However, for a multi-person video conference scene, some participants do not want to "look up the mirror" due to factors such as makeup or special reasons, but the existing video conference software capable of setting a virtual head portrait cannot meet the requirement. Firstly, these video conference systems usually only aim at a single meeting scene, namely, the head portrait can be changed for only one person in the picture, and multiple persons cannot be considered; secondly, the user is required to perform corresponding manual operation on the system for replacing the head portrait, and the interaction mode is very inconvenient for a multi-person conference scene in which the participants are far away from the screen.

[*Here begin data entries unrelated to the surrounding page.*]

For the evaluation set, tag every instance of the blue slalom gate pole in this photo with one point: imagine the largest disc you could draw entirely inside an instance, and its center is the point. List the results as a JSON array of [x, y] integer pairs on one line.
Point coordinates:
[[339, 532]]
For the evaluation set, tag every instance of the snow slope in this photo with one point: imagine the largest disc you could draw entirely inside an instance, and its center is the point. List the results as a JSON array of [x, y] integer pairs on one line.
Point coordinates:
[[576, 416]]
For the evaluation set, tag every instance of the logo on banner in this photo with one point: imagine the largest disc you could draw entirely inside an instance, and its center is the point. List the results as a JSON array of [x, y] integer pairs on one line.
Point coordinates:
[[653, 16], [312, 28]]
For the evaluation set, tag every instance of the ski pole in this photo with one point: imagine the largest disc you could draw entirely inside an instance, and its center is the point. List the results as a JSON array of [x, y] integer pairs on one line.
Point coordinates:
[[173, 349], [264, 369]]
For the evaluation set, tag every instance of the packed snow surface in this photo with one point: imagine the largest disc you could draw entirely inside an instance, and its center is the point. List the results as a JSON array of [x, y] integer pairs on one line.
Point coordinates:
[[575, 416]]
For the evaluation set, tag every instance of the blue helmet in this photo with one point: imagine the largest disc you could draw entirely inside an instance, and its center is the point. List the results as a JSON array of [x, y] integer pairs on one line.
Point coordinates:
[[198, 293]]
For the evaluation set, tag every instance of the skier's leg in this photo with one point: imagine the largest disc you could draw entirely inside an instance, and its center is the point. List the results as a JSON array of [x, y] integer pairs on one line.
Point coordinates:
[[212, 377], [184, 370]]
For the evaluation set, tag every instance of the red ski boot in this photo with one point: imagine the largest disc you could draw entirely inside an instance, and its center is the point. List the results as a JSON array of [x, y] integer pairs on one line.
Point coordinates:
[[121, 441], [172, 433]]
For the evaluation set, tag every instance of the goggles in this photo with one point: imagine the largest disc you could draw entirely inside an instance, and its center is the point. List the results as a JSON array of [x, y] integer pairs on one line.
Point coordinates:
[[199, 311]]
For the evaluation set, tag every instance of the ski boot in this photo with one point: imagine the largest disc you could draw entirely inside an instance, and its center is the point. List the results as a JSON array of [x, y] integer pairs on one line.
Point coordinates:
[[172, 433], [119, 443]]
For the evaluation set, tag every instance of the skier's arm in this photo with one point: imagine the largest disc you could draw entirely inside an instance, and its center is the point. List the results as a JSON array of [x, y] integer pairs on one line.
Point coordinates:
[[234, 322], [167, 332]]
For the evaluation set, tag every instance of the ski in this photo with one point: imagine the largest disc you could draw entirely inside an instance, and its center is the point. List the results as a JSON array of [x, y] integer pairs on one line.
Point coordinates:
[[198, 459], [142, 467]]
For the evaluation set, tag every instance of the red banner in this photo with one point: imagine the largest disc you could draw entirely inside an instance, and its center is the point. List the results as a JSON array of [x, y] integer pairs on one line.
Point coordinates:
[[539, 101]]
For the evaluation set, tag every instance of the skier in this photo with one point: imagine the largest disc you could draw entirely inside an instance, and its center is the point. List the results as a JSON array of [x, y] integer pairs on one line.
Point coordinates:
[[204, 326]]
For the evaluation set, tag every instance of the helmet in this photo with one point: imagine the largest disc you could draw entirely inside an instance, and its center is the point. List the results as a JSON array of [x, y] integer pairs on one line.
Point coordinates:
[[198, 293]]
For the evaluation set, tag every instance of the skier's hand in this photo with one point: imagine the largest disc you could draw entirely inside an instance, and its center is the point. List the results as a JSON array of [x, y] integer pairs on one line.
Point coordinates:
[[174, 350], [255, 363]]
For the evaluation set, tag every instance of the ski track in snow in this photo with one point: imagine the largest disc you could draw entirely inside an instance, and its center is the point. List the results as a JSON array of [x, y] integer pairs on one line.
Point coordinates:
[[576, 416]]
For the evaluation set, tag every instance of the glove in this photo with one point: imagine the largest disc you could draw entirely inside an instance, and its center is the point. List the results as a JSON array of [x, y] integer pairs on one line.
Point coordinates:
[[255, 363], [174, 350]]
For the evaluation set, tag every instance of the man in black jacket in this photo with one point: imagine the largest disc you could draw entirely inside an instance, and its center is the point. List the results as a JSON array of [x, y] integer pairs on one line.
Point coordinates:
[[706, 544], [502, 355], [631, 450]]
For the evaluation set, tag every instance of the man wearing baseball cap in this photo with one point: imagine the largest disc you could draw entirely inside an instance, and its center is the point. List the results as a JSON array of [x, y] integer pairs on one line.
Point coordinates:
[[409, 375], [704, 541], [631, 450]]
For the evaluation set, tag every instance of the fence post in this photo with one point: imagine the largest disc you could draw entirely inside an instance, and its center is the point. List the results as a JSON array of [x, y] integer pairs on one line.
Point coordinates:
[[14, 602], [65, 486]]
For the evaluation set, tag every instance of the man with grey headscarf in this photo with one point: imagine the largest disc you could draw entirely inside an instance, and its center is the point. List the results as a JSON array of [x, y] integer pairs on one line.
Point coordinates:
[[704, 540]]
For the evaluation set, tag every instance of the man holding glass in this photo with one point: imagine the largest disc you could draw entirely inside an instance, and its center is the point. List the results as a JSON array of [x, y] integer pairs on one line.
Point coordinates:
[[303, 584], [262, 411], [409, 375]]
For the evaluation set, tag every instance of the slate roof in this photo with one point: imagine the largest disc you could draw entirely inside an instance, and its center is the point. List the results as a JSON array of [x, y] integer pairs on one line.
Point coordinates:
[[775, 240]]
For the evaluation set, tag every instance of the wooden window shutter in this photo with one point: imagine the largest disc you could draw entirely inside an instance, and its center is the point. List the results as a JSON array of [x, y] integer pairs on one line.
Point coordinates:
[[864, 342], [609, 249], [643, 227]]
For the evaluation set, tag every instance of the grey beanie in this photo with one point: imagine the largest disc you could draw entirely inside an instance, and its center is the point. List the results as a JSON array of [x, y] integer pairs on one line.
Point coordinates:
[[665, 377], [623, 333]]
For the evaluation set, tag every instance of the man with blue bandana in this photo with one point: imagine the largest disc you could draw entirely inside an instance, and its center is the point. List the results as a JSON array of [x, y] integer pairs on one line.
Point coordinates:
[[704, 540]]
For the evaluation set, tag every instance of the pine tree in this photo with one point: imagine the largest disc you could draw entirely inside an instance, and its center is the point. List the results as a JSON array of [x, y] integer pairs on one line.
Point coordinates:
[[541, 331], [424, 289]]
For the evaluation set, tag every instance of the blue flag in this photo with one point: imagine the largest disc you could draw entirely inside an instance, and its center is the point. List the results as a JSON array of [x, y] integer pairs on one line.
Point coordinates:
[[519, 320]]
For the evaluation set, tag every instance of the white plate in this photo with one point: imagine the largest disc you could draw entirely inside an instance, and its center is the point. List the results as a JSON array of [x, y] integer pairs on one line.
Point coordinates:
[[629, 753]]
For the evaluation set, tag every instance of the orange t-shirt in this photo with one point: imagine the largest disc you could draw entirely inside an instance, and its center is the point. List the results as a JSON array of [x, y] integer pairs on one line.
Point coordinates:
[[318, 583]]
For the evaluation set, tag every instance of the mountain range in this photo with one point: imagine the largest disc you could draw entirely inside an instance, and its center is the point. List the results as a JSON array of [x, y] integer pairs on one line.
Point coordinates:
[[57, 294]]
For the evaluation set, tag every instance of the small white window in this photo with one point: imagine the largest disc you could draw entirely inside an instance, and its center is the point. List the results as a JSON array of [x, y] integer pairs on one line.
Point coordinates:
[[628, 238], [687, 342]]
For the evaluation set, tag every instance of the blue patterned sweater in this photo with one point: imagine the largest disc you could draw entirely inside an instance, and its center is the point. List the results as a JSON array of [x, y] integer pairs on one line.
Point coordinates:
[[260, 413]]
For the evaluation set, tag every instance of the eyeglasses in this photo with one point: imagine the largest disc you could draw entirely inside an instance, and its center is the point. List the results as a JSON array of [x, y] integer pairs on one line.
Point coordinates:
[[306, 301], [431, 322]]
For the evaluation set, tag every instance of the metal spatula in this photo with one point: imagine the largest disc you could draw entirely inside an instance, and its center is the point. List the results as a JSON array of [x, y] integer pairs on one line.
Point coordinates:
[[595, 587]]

Based on the above, the application provides a processing method and a processing device for a head portrait of a multi-person video conference, which are applied to a multi-person video conference scene, and are used for firstly judging whether a shielding face is a self-shielding face, namely the face of a participant who needs to process the head portrait, and then correspondingly processing the head portrait in the conference video according to a control request of the participant, so that the purpose that the head portrait of a plurality of participant users can be correspondingly processed according to the requirements of the plurality of participant users without manual operation of the video conference system by the users in the multi-person video conference scene is achieved.
The technical solutions in the present application will be described clearly and completely with reference to the accompanying drawings in the embodiments of the present application, and it is obvious that the described embodiments are only some embodiments of the present application, not all embodiments. All other embodiments, which can be derived by a person skilled in the art from the embodiments given herein without making any creative effort, shall fall within the protection scope of the present application.
Referring to fig. 1, in a first aspect, the present application provides a method for processing a multi-user video conference avatar, where the method may be implemented in a system, a server, or a terminal, and is not specifically limited. For convenience of description, the embodiment of the present application uses the system as an execution subject for example description. The method comprises the following steps:
101. the system acquires a target video frame;
in the scene of a multi-person video conference, when the video conference is started, videos are recorded in a conference room simultaneously, in the process of the conference, when a participant does not want to 'look up' due to factors such as makeup, the participant needs to hide the face of the participant to a certain extent, and before the face of the participant is processed, the position of the face needs to be recognized, so that a target video frame needs to be acquired from a synchronously recorded video, and the position of the face needs to be recognized from the target video frame.
102. The system determines the face position information of the target participant according to the target video frame;
in the embodiment of the application, after the system acquires the target video frame within the time of the multi-person video conference, the face position of the target participant in the conference can be determined through the target video frame, so as to further judge the face of the participant: whether the human face is shielded or not.
For example, after a system acquires a target video frame in a meeting in a conference room, the system inputs the target video frame into an OpenCV library to identify coordinate information of faces of participants in the whole video frame scene, wherein OpenCV is an open source function library used for image processing, analysis and machine vision, and is optimized by adopting C language and comprises hundreds of visual algorithms.
Optionally, the system can also input the target video frame into a pre-constructed neural network model capable of recognizing facial features to perform face position tracking. The specific method for determining the face position information in the target video frame is not limited herein.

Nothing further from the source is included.